The long journey back to Alice Springs was difficult. At night the wildlife come out and like to sit on or near the road (there are no fences) so missing them can be difficult - especially when you're driving at 140km or so. Northern Territory driving safety advises not to swerve to avoid animals, especially when driving at high speeds however with so many emotional people on the bus ... we found ourselves frequently slowing down and speeding up. We also designated a spotter in the front of the bus to get an early warning if animals were near. We didn't hit any animals.

We arrived at Erldunda at around 1.00am - out of petrol, only to find that they were closed! So we take out the mobile phone ... no signal! Look for doorbells or a contact ... nothing! We see a phone box ... out of order! Another phone box ... no phone directory! We rang directory assistance and got put through ... we can hear the phone ringing! and after 30 minutes of feeling stranded they opened up the petrol bowser for us - phew.

I've also been to a few other scenic places here - usually on the weekend.

The Alice Springs Desert Park presents and interprets the Australian desert environment and its inhabitants, and contributes to the conservation of Australia's desert flora and fauna. The Park site is of significant cultural importance to the local Arrernte people and includes parts of the Akngwelye Artnwere and Yeperenye Altyerre (Wild Dog and Caterpillar dreaming stories). Hence the Desert Park provides a sensitive and realistic insight into Aboriginal culture by display and interpretation of the traditional use of plants and animals and with regular liaison with local indigenous groups. This ongoing process has resulted in the Traditional Custodians of the Park site experiencing a strong sense of pride and ownership in the attraction. One of the attractions I saw there were feeding of birds (by the ranger) where I saw and different species of birds including eagles and owls - and then even saw a dingo.


I visited the Alice Springs Cultural Precinct which included the Araluen Arts Centre, incorporating the Albert Namatjira Gallery, Central Australian Aviation Museum and the Alice Springs Memorial Cemetery. Needless to say that the paintings by Albert were great - I guess I'm more of a fan of landscapes than dreamtime interpretations.


As part of my work I went for a trip to Yuendumu - a remote aboriginal town 293kms from Alice Springs. After driving for 2 hours, not seeing another car on the road, we came to a roadhouse called Tilmouth Well. There were no cars there, and I'm told it's always quiet, however I was amazed to see them ready to serve me when we arrived. I noted the price of unleaded petrol was $1.90 per litre.
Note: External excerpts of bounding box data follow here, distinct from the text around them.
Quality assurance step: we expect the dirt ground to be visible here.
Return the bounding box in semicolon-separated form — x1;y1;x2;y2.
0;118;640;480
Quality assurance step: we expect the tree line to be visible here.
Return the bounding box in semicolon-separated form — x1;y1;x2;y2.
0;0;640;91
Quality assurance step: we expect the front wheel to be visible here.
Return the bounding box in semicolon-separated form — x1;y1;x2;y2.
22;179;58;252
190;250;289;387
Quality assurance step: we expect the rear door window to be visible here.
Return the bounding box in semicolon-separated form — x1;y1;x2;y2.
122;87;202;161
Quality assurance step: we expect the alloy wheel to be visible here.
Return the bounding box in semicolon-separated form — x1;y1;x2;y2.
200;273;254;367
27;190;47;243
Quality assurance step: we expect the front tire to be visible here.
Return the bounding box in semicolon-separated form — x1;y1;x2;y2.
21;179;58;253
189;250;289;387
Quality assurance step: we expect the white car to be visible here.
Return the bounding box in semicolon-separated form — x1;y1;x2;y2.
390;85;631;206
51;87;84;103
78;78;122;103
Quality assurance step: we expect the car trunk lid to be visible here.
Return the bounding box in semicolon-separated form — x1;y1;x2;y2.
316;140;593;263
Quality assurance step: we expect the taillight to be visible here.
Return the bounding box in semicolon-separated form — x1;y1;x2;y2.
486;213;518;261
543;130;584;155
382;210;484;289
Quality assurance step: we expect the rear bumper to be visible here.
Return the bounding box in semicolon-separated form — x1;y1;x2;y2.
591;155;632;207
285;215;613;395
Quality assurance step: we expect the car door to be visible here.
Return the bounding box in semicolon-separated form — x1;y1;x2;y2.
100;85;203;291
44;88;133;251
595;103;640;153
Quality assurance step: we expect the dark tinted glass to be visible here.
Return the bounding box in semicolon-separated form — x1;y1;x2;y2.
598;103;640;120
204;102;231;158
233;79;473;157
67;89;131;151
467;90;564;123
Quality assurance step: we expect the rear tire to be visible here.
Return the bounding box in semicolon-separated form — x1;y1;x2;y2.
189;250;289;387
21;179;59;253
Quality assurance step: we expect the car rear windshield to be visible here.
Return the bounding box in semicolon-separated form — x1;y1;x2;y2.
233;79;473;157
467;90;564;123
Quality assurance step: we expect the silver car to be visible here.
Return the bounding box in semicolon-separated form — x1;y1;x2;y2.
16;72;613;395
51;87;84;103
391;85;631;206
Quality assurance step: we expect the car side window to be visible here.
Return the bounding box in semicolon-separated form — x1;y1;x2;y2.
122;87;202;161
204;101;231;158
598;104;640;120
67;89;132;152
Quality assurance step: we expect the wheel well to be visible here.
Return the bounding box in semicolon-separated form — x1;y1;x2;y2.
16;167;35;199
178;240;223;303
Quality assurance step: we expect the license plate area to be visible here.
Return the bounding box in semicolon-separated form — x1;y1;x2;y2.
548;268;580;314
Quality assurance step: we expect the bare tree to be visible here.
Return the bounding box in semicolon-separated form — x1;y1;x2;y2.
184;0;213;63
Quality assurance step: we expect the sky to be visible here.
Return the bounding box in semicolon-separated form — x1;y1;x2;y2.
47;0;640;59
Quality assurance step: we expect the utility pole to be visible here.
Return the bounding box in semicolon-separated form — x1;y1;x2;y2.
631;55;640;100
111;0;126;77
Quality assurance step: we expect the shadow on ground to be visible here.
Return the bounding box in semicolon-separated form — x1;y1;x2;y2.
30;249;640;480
Arriving at Yuendumu gives the impression of a small, run down town. Most houses were "kit home" style and looked poor. I don't mean any disrespect - but the town was dirty - and looked like a tip. In fact right inside the town was a fenced off area with rubbish strewn all over. There was also about 50 derelict and demolished cars next to it. In a huge contrast I found out that the town is powered by solar energy - one of 3 remote aboriginal towns to get these massive solar dishes installed - at a cost of $7,000,000. The project won a prestigious Engineering Excellence
award in 2005. I took some photos of the dishes after asking permission - the land where the solar dishes are located is sacred aboriginal land where women are not allowed - it's used for mens initiations. Such a contrast with a derelict town and cutting edge solar technology.